Pour un petit pays comme Israël, où la diplomatie est une question de vie ou de mort, la situation deviendrait vite difficile. Concrètement, il ne pourrait plus voyager dans l’un des 124 pays qui reconnaissent l’autorité de la Cour pénale internationale sans prendre le risque d’être arrêté. Comme le stipule le statut de Rome, tout pays signataire serait tenu, soit d’extrader l’accusé vers le siège de la cour à La Haye, soit de le juger sur son sol.

« Aucun individu ne saurait être à l’abri de poursuites en raison des fonctions qu’il exerce », fait valoir l’institution. Plus encore : le non-respect de cette directive exposerait le pays en question à des poursuites judiciaires. Berlin, par exemple, allié historique d’Israël et très critique des réquisitions du procureur, a d’ores et déjà fait savoir par la voix de son porte-parole du gouvernement qu’il appliquerait la réglementation internationale si le mandat d’arrêt venait à être lancé. Cela à l’inverse de la Hongrie de Viktor Orbán, qui a qualifié les réquisitions du procureur d’« inacceptables » et a affirmé n’avoir pas l’intention d’exécuter un tel mandat, sa justice ne reconnaissant pas la primauté de la Cour internationale, bien que son pays ait ratifié le traité de Rome.

Mais dans nombre de pays européens, le Premier ministre israélien pourrait être inquiété. « S’il venait en France dans ces conditions, par exemple, il serait immédiatement interpellé, explique au JDD Noëlle Lenoir, avocate et ancienne ministre déléguée chargée de l’Europe. « D’ailleurs, Emmanuel Macron avait fait savoir qu’il serait contraint d’arrêter Poutine, [sous le coup d’un mandat d’arrêt international depuis 2015 pour les enlèvements d’enfants en Ukraine, NDLR], si celui-ci décidait de venir dans la capitale à l’occasion des Jeux olympiques », rappelle-t-elle. « Cela à la différence de nombre de pays arabes.

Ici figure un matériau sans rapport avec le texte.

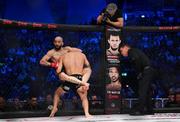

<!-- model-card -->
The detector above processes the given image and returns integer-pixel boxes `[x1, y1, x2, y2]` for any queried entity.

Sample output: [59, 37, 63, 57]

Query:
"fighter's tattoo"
[84, 64, 91, 68]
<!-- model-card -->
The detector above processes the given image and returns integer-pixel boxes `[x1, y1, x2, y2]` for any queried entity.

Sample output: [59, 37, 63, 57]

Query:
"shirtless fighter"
[40, 36, 91, 117]
[56, 52, 91, 117]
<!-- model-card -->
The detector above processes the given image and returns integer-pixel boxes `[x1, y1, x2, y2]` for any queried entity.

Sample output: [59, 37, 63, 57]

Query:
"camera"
[102, 11, 111, 24]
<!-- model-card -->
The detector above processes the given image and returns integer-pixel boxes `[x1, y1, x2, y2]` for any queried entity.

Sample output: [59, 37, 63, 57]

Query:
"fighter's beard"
[111, 47, 117, 51]
[54, 46, 62, 51]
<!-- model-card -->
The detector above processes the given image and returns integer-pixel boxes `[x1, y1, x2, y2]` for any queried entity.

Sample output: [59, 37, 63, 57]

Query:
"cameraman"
[97, 3, 123, 28]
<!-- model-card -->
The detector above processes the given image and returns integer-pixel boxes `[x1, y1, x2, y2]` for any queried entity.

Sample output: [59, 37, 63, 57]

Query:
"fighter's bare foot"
[85, 114, 93, 118]
[49, 108, 58, 117]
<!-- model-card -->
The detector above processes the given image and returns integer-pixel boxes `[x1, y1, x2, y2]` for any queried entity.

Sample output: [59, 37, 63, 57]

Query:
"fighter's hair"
[106, 32, 121, 39]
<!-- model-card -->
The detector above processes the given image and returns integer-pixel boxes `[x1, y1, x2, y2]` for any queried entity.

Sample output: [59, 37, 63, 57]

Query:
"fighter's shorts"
[61, 74, 82, 92]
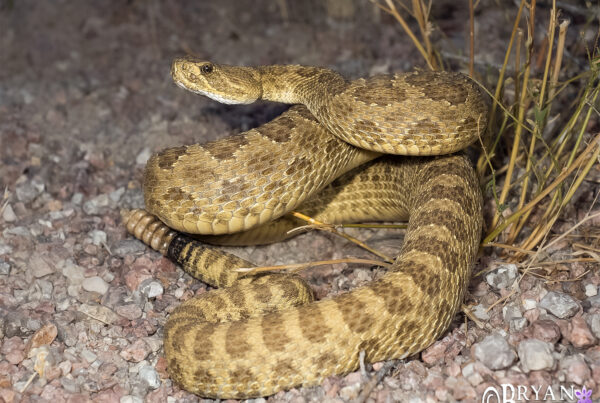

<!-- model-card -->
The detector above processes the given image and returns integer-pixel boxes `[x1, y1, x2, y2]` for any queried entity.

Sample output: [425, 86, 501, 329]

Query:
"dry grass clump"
[372, 0, 600, 272]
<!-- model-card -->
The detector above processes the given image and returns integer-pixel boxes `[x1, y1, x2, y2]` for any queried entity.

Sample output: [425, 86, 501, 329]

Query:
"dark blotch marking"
[315, 353, 339, 369]
[400, 262, 442, 300]
[404, 71, 475, 105]
[194, 323, 216, 361]
[371, 280, 413, 316]
[251, 284, 273, 304]
[402, 235, 465, 273]
[335, 293, 373, 333]
[157, 146, 187, 169]
[298, 305, 331, 343]
[202, 133, 248, 161]
[225, 322, 250, 359]
[256, 116, 296, 143]
[350, 74, 406, 107]
[261, 312, 290, 352]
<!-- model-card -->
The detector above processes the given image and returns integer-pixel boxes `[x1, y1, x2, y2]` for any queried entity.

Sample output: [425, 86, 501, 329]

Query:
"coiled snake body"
[125, 57, 487, 398]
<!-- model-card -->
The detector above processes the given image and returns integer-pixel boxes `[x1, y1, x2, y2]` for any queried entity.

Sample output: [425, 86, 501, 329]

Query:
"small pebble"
[485, 263, 519, 290]
[119, 339, 150, 362]
[471, 304, 490, 321]
[564, 316, 596, 348]
[115, 304, 142, 320]
[509, 318, 528, 333]
[83, 194, 110, 215]
[15, 178, 46, 203]
[81, 349, 98, 364]
[540, 291, 579, 319]
[522, 298, 537, 311]
[473, 333, 517, 370]
[586, 313, 600, 339]
[29, 252, 55, 278]
[60, 376, 80, 393]
[517, 339, 554, 372]
[111, 239, 146, 257]
[135, 147, 152, 165]
[119, 395, 144, 403]
[89, 229, 108, 246]
[0, 260, 10, 276]
[0, 242, 12, 255]
[81, 276, 110, 295]
[559, 354, 592, 385]
[2, 203, 17, 222]
[138, 365, 160, 389]
[532, 319, 561, 344]
[108, 186, 125, 203]
[585, 284, 598, 297]
[139, 278, 164, 298]
[502, 302, 523, 322]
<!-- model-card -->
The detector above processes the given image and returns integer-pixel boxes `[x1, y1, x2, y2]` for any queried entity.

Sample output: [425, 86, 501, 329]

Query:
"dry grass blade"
[235, 258, 393, 275]
[371, 0, 438, 70]
[291, 211, 394, 263]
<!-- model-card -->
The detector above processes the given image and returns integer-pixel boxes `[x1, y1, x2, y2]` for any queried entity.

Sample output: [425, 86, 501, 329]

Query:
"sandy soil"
[0, 0, 600, 403]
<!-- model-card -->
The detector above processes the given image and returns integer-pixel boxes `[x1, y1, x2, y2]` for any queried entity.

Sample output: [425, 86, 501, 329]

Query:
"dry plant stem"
[531, 257, 598, 266]
[352, 360, 399, 403]
[235, 258, 393, 274]
[483, 134, 600, 244]
[339, 224, 408, 229]
[481, 242, 535, 254]
[519, 84, 598, 249]
[548, 20, 569, 105]
[513, 29, 523, 114]
[291, 211, 394, 263]
[478, 0, 525, 169]
[371, 0, 435, 70]
[492, 0, 535, 232]
[507, 1, 556, 243]
[461, 304, 485, 329]
[469, 0, 475, 77]
[492, 46, 531, 227]
[412, 0, 435, 65]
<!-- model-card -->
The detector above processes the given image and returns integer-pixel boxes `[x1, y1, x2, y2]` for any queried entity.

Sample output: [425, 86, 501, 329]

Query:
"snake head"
[171, 56, 262, 104]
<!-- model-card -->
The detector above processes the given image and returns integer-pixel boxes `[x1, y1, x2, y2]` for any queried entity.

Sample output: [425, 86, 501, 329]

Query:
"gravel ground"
[0, 0, 600, 403]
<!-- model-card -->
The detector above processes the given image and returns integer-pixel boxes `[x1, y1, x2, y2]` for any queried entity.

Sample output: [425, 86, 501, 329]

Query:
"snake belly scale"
[123, 57, 487, 398]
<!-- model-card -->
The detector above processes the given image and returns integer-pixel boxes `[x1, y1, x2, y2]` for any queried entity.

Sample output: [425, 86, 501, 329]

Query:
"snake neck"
[258, 65, 348, 107]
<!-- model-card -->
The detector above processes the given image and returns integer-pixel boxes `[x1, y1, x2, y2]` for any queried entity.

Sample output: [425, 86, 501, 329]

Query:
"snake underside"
[125, 59, 485, 398]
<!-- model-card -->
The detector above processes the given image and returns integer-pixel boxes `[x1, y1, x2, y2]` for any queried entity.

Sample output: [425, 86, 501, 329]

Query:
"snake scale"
[123, 57, 487, 398]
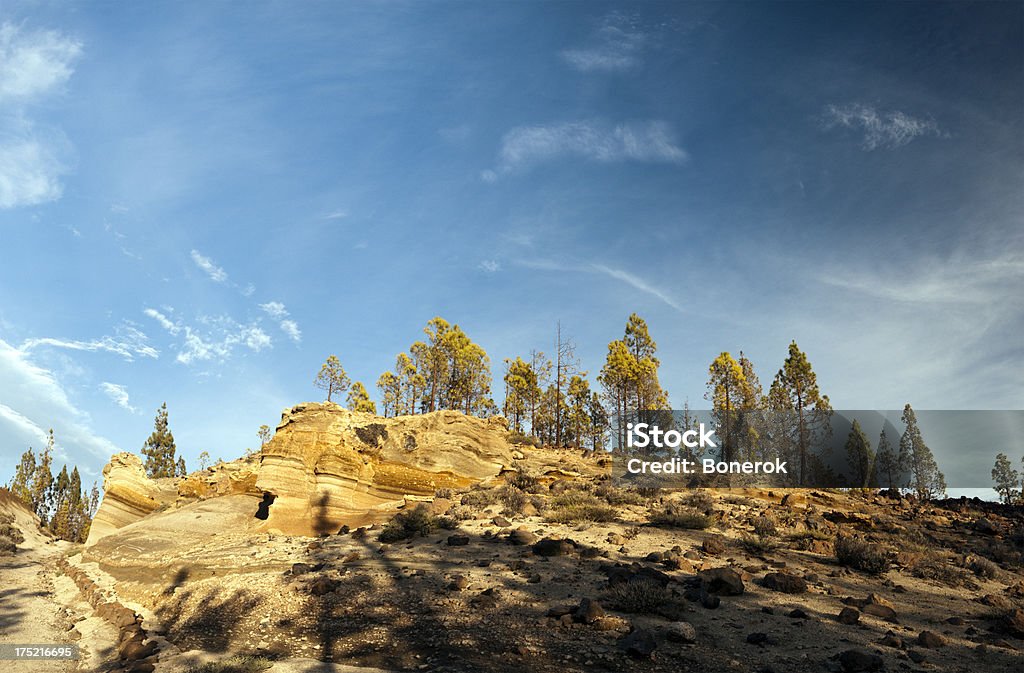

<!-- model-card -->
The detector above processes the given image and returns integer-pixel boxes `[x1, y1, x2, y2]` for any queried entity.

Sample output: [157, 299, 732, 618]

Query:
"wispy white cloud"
[259, 301, 288, 321]
[481, 120, 687, 182]
[517, 258, 684, 312]
[0, 23, 82, 209]
[592, 264, 683, 312]
[822, 102, 942, 151]
[819, 253, 1024, 305]
[561, 12, 648, 73]
[176, 317, 273, 365]
[20, 322, 160, 362]
[99, 381, 138, 414]
[0, 339, 120, 462]
[281, 321, 302, 343]
[191, 250, 227, 283]
[142, 308, 181, 335]
[0, 23, 82, 104]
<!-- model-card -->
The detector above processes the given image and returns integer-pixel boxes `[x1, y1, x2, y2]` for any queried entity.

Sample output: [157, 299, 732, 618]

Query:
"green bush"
[186, 655, 273, 673]
[606, 578, 669, 615]
[836, 537, 889, 575]
[377, 504, 437, 542]
[739, 533, 778, 556]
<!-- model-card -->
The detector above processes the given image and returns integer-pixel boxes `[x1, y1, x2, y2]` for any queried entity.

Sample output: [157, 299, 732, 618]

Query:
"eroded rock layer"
[256, 404, 512, 535]
[87, 403, 513, 546]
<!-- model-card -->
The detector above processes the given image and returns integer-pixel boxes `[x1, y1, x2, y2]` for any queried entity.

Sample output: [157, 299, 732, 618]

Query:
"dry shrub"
[607, 578, 669, 615]
[836, 536, 889, 575]
[647, 505, 712, 531]
[739, 533, 778, 556]
[377, 504, 438, 542]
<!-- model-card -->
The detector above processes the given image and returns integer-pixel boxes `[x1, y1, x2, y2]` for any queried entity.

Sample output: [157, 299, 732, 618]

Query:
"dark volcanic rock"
[697, 567, 743, 596]
[534, 538, 575, 556]
[762, 573, 807, 593]
[839, 649, 886, 673]
[621, 629, 657, 659]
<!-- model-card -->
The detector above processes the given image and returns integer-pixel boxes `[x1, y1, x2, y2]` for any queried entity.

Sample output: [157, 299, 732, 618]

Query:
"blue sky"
[0, 1, 1024, 479]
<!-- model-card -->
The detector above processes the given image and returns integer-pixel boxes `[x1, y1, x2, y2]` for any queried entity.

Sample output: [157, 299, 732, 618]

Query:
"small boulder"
[572, 598, 604, 624]
[622, 629, 657, 659]
[665, 622, 697, 643]
[839, 649, 886, 673]
[700, 535, 725, 555]
[762, 573, 807, 593]
[534, 538, 574, 556]
[836, 607, 860, 626]
[509, 528, 537, 545]
[697, 567, 743, 596]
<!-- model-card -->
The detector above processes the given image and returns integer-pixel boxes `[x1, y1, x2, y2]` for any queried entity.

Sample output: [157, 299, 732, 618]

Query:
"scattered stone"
[665, 622, 697, 643]
[309, 577, 338, 596]
[746, 632, 778, 646]
[762, 573, 807, 593]
[1005, 607, 1024, 638]
[697, 567, 743, 596]
[572, 598, 604, 624]
[534, 538, 575, 556]
[974, 516, 999, 535]
[918, 631, 946, 649]
[622, 629, 657, 659]
[880, 631, 903, 649]
[700, 535, 725, 555]
[509, 528, 537, 545]
[839, 649, 885, 673]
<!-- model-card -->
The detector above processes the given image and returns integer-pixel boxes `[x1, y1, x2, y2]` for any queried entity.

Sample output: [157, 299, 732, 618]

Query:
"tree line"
[7, 429, 99, 542]
[992, 453, 1024, 505]
[314, 313, 945, 497]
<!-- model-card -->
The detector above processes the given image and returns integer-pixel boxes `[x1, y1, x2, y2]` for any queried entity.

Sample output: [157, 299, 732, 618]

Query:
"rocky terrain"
[0, 404, 1024, 672]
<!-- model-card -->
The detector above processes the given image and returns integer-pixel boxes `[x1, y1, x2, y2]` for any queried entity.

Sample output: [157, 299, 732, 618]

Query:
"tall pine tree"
[142, 402, 183, 477]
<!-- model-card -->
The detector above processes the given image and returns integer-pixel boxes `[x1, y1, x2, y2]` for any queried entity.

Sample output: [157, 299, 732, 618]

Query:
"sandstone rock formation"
[86, 403, 513, 546]
[256, 403, 513, 535]
[85, 453, 177, 545]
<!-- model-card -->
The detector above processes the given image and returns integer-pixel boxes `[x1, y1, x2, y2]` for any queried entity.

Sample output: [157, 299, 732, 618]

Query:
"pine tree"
[846, 419, 874, 489]
[876, 428, 906, 489]
[32, 428, 54, 525]
[142, 402, 178, 478]
[377, 370, 404, 418]
[705, 352, 753, 462]
[8, 447, 36, 503]
[899, 405, 946, 500]
[768, 341, 831, 486]
[313, 355, 349, 402]
[992, 454, 1021, 505]
[347, 381, 377, 414]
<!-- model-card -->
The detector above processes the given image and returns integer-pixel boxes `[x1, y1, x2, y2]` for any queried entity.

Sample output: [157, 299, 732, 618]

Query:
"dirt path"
[0, 545, 75, 673]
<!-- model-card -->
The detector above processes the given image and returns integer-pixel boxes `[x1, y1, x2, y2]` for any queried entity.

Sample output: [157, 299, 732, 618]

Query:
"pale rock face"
[256, 404, 512, 535]
[86, 403, 513, 546]
[85, 453, 177, 546]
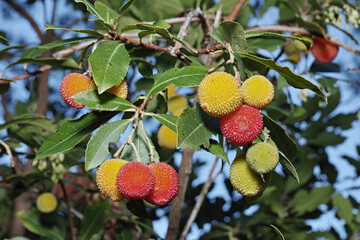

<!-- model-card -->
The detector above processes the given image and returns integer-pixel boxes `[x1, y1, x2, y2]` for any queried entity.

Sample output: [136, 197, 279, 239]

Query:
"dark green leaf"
[85, 119, 132, 171]
[239, 53, 327, 102]
[89, 41, 130, 94]
[176, 104, 213, 150]
[16, 211, 66, 240]
[119, 0, 135, 15]
[74, 0, 105, 22]
[120, 121, 160, 164]
[204, 139, 230, 165]
[80, 200, 110, 240]
[35, 112, 116, 159]
[149, 113, 179, 132]
[38, 37, 97, 50]
[332, 194, 354, 224]
[73, 90, 135, 111]
[263, 114, 297, 159]
[45, 24, 103, 37]
[147, 66, 206, 96]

Ni le Qatar, ni l’Iran, ni l’Arabie saoudite n’ont ratifié le traité de Rome. La Chine, l’Inde, la Russie non plus… Et il y a quelques années, des pays africains s’en sont retirés », ajoute-t-elle.

Tous les États occidentaux peuvent être passibles de telles condamnations

Les États-Unis et Israël n’ont pas accepté non plus de se soumettre à cette juridiction supranationale, contrairement à la « Palestine », qui a adhéré à ladite juridiction en 2015, après un intense travail de lobbying et plusieurs refus, en raison de l’absence d’un État effectif et des problèmes juridiques qui en découlent.

Si ce mandat international venait à être lancé, pour la première fois contre le dirigeant d’un pays démocratique, cela créerait non seulement une victoire symbolique pour le Hamas, mais aussi une forme de jurisprudence. « Il n’y aura plus d’intervention militaire en Afrique qui ne soit pas passible de la CPI », considère Noëlle Lenoir. « Les Occidentaux pourraient être poursuivis pour crime de guerre ou de complicité dès lors qu’ils vendraient des armes. Tous les États occidentaux peuvent être passibles de telles condamnations », avertit-elle. En bref, une telle condamnation ouvrirait la boîte de Pandore contre les Occidentaux.

Droit de guerre islamique

Une menace à la fois concrète et symbolique pour le Premier ministre israélien, qui continue néanmoins d’affirmer qu’il ira « au bout » de sa guerre contre le Hamas, quel qu’en soit le prix personnel, dans une actualité marquée par des nouvelles secousses dramatiques. Cette semaine, une vidéo prise par les caméras embarquées des terroristes du Hamas le 7 octobre a été diffusée. On y voit des soldates israéliennes, blessées et tachées de sang, enlevées sauvagement par des hommes en noir s’exprimant en arabe. L’un d’entre eux utilise le terme de « Sabaya », qui fait référence au droit de guerre islamique qui autorise les femmes ennemies à devenir des esclaves sexuelles et qui laisse présager du destin auquel il prédestinait ces Israéliennes une fois à Gaza.

Puis vendredi, l’annonce de la découverte du corps d’Orión Hernández-Radoux, Franco-Mexicain, rapatrié en Israël pour une inhumation dans la douleur. Comptabilisé jusque-là parmi les otages, son corps a été retrouvé sans vie dans un tunnel à Jabalya, dans le nord de Gaza, assassiné dans la fleur de l’âge alors qu’il participait au Festival Nova avec sa compagne Shani Louk. Le corps sans vie de cette dernière a également été retrouvé quelques jours plus tôt dans l’enclave palestinienne.